The cost is the tax for safety. It is almost always worth paying.


What strangler does not solve

  • A boundary that does not exist. Some legacy systems have no clean interface anywhere — everything calls everything. The first move is to introduce a boundary through refactoring (step 1 is more work) before strangler is possible.
  • A boundary where the legacy and modern fundamentally cannot produce equivalent outputs. Some migrations are not "preserve behaviour"; they are "change behaviour." Strangler is for behaviour-preservation; behaviour changes need separate evaluation against new criteria.
  • A monolith with no test coverage at all. Strangler still works, but the eval backstop (chapter 03) must be built first; the comparison is empty without it.

Common mistakes

Skipping the shadow phase. A team confident in the new implementation cuts traffic without shadow. Six hours later they discover a 3% mismatch in a niche case. Shadow is cheap; cutting it is rarely the right tradeoff.

Treating "match" as binary. AI outputs do not byte-match. Use the eval; accept variation within tolerance.

Running shadow indefinitely. Shadow has a cost. Cap the duration; commit to a cutover date.

Cutting over and removing the legacy immediately. Keep the legacy alive for a stability window. Rollback should not require a deploy.

Strangling around the wrong boundary. Picking a boundary that does not give you the decoupling you want. Re-read the audit; pick the highest-leverage extraction.


Interview Q&A

Q1. The team wants to "rewrite the AI module." What is the strangler alternative? Don't rewrite; replace. Identify the system's boundaries — data fetching, prompt construction, model calling, response handling, decision serialisation. Extract one boundary at a time behind an explicit interface. Build the new implementation against the interface; run it in shadow alongside the old; compare outputs; cut over when matched. Continue with the next boundary. The system continues to operate throughout. The rewrite path is months of work with a big-bang risk; the strangler path is months of work with continuous risk control. Wrong-answer notes: "rewrite is faster" misses the risk profile; strangler is often not slower because the parallel work continues delivering improvements.

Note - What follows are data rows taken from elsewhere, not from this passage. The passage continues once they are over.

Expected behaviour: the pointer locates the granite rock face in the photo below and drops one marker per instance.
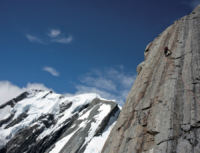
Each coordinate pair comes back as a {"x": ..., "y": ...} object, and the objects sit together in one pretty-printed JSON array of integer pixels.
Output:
[{"x": 160, "y": 115}]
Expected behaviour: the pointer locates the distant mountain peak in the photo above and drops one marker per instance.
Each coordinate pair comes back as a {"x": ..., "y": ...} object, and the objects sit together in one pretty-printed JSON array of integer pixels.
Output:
[{"x": 49, "y": 122}]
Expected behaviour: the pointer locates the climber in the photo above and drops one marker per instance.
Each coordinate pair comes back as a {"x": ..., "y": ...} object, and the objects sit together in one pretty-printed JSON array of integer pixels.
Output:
[{"x": 167, "y": 51}]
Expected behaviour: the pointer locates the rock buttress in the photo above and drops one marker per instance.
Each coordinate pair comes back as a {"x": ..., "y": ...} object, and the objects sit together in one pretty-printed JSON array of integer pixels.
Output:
[{"x": 160, "y": 115}]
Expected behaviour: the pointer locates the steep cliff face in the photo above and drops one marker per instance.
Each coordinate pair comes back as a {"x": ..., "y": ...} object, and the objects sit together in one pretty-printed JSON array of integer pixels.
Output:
[{"x": 160, "y": 115}]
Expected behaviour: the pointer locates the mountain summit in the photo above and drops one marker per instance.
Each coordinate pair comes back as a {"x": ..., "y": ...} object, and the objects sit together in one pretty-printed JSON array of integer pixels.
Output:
[{"x": 42, "y": 121}]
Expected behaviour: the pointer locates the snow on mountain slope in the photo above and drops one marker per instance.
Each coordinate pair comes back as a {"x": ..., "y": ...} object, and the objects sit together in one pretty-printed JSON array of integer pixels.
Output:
[{"x": 42, "y": 121}]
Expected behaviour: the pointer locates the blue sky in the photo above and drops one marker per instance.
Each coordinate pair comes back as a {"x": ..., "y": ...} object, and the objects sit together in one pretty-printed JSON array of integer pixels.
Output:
[{"x": 76, "y": 46}]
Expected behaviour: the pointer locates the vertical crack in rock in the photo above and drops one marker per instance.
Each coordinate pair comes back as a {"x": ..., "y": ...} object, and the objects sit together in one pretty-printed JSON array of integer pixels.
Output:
[{"x": 160, "y": 114}]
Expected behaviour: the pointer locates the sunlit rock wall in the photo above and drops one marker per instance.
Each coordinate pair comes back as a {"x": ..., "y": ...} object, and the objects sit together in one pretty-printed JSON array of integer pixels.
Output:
[{"x": 160, "y": 115}]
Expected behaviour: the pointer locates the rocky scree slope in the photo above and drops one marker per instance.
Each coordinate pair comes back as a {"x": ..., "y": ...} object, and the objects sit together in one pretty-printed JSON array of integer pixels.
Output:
[
  {"x": 40, "y": 121},
  {"x": 160, "y": 115}
]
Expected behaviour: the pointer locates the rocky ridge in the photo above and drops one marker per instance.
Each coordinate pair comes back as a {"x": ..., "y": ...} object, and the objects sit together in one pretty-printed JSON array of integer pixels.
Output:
[
  {"x": 40, "y": 121},
  {"x": 160, "y": 115}
]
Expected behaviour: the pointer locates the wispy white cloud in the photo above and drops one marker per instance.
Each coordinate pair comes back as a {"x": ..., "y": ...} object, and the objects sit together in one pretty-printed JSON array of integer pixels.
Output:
[
  {"x": 110, "y": 83},
  {"x": 51, "y": 70},
  {"x": 9, "y": 91},
  {"x": 53, "y": 33},
  {"x": 34, "y": 39},
  {"x": 63, "y": 39}
]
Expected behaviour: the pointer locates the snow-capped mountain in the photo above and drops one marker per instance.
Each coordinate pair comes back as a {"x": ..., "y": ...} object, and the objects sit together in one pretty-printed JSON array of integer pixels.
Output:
[{"x": 45, "y": 122}]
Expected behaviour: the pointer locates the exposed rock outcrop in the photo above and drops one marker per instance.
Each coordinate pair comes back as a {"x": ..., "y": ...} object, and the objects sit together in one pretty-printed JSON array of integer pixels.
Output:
[
  {"x": 44, "y": 122},
  {"x": 160, "y": 115}
]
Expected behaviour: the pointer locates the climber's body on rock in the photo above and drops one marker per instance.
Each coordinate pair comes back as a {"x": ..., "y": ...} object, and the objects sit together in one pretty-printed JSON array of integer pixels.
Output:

Q2. Walk through a shadow run for a data-fetching component. Both legacy and modern implementations are wired up. For 1% (or 10%, or 50%) of traffic, the modern implementation is called alongside the legacy. The legacy result is used by the system. The modern result is logged. A comparator analyses pairs of results, categorising differences (acceptable, bug, old-bug-fix). Iterate the modern implementation until the comparator shows no unacceptable differences. Cut traffic 1% → 100% over a few days. Keep legacy alive for a week. Remove legacy. Wrong-answer notes: missing the comparator's role; the shadow alone produces data, the comparison produces decisions.

Q3. The shadow comparator finds that the modern implementation handles a case correctly that the legacy did not. The downstream consumers may depend on the legacy's wrong behaviour. What do you do? Identify the consumers; communicate the change; let them coordinate on whether they need a fix. The new behaviour is correct; cutting over silently may break downstream code that relies on the bug. Two patterns: ship the new behaviour with a flag and coordinate consumer updates, or maintain the legacy's behaviour in the new implementation as a "compatibility mode" until consumers migrate. Either way, the change becomes a coordinated cross-team migration rather than an unannounced switch. Wrong-answer notes: "ship the fix, it's correct" without coordination produces collateral damage.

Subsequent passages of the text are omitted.